Maryland Basketball: Can Alex Len Prove His Strong Kentucky Game Was No Fluke?

Ryan SatskyContributor IIINovember 12, 2012

NEW YORK, NY - NOVEMBER 09:  Alex Len #25 (L) of Maryland looks to drive around while being defended by Willie Cauley-Stein #15 of the Kentucky Wildcats during the Barclays Center Classic at the Barclays Center on November 9, 2012 in the Brooklyn borough of New York City. (Photo by Jason Szenes/Getty Images)
Jason Szenes/Getty Images

If you watched Maryland's season-opening thriller against the defending national champion Kentucky Wildcats, it was nearly impossible to overlook the dazzling display of interior dominance by Maryland center Alex Len.

On the offensive end, Len continually outmatched Kentucky's lengthy, highly-touted centers Nerlens Noel and Willie Cauley-Stein and turned routine post passes into easy finishes possession after possession.

As a defender, the Ukrainian sophomore swatted four shots and held Noel, the consensus No. 1 freshman in the land, to just four points.

Despite losing the game, Maryland certainly boasted the most impressive player that night. Len's final stat line read 23 points, 12 rebounds (seven offensive), and four blocks.

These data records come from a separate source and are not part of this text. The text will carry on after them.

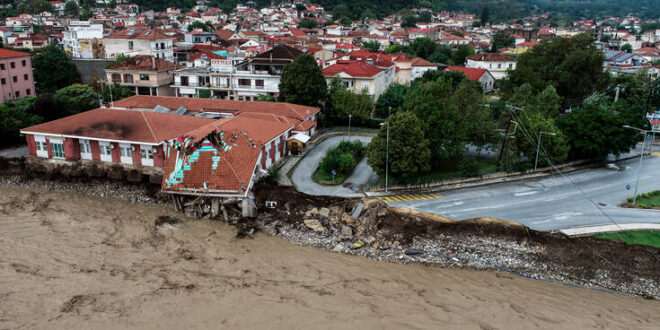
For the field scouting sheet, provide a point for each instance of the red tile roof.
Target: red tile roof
(140, 32)
(232, 175)
(490, 57)
(8, 53)
(121, 125)
(293, 111)
(418, 61)
(245, 135)
(224, 34)
(352, 68)
(473, 74)
(144, 63)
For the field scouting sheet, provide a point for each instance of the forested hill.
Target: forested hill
(498, 9)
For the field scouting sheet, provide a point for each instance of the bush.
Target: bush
(14, 116)
(341, 159)
(469, 167)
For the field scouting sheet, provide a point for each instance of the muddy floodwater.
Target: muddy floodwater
(72, 261)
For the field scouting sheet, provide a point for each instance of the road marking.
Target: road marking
(526, 193)
(410, 198)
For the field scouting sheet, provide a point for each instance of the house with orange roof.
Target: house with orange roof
(140, 40)
(145, 75)
(360, 76)
(194, 153)
(483, 76)
(257, 75)
(496, 64)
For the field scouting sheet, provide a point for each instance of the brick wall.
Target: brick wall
(71, 149)
(159, 156)
(96, 150)
(115, 153)
(137, 158)
(31, 144)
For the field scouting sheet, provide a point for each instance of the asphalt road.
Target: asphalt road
(302, 174)
(580, 199)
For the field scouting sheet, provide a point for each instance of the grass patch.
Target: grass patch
(340, 161)
(469, 167)
(634, 237)
(646, 201)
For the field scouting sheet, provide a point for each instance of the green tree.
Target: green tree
(392, 98)
(393, 48)
(423, 47)
(371, 45)
(548, 102)
(596, 130)
(485, 15)
(459, 55)
(573, 66)
(76, 98)
(554, 147)
(303, 83)
(409, 21)
(45, 61)
(442, 54)
(477, 120)
(344, 103)
(71, 9)
(14, 116)
(409, 152)
(501, 39)
(626, 48)
(443, 121)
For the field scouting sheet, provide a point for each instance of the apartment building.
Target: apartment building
(145, 75)
(16, 78)
(225, 79)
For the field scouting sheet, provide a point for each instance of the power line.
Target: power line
(524, 130)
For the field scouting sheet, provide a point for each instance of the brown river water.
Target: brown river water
(69, 261)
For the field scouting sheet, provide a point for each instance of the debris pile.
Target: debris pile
(370, 228)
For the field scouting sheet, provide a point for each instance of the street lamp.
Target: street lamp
(641, 159)
(538, 146)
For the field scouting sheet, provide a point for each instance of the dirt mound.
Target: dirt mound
(369, 227)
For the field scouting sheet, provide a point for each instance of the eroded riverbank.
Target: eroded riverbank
(76, 259)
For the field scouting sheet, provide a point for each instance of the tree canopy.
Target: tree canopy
(409, 152)
(573, 66)
(52, 58)
(303, 82)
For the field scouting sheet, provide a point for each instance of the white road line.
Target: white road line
(526, 193)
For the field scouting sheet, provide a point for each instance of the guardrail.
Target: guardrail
(494, 178)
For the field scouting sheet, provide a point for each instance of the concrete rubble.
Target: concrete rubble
(379, 233)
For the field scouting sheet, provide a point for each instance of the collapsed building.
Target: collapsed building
(205, 152)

Not too shabby for a player who posted modest averages of six points and five rebounds per game as a freshman.

Following such an unforgettable season debut on a national stage, Len must answer the question ringing inside the heads of not only Maryland fans, but all fans throughout the country:

Can Alex Len prove that his strong effort against No. 3 Kentucky was no fluke?

After Len's impressive showing, numerous experts raved about Len's future on Twitter, including CBS' Seth Davis and ESPN's Chad Ford.

Everyone is buying into the Len hype, and deservedly so. No player in the ACC can physically match up with the 7'1'' center.

Len, who stands taller than any starter in the conference, is more than just a large body. He can stretch the floor out to the three-point line, which is rare for someone of his height.

Len is also very coordinated for his lanky, towering frame. He runs the floor nicely and has solid hands in the post.

Neither of NC State's big men—C.J. Leslie and Richard Howell—have the height to defend Len. Miami's Reggie Johnson doesn't possess enough mobility to contain Len's versatility.

Duke's Mason Plumlee isn't strong enough to muscle with Len in the post, while North Carolina's James Michael McAdoo and Joel James haven't proven that they can guard top-notch big men just yet.

From a physical perspective, Len is unguardable. Factor in his inside-outside skill level, and you can forget about stopping him.

Len can absolutely back up his strong effort against Kentucky. If there was one team that had the pieces to slow down Len, it was Kentucky, and the Wildcats didn't even come close to containing him.

If the most difficult opponent that Len will face holds him to 23 points and 12 rebounds, then the future is looking pretty frightening for the rest of the ACC, as Maryland carries the conference's most uncontainable player.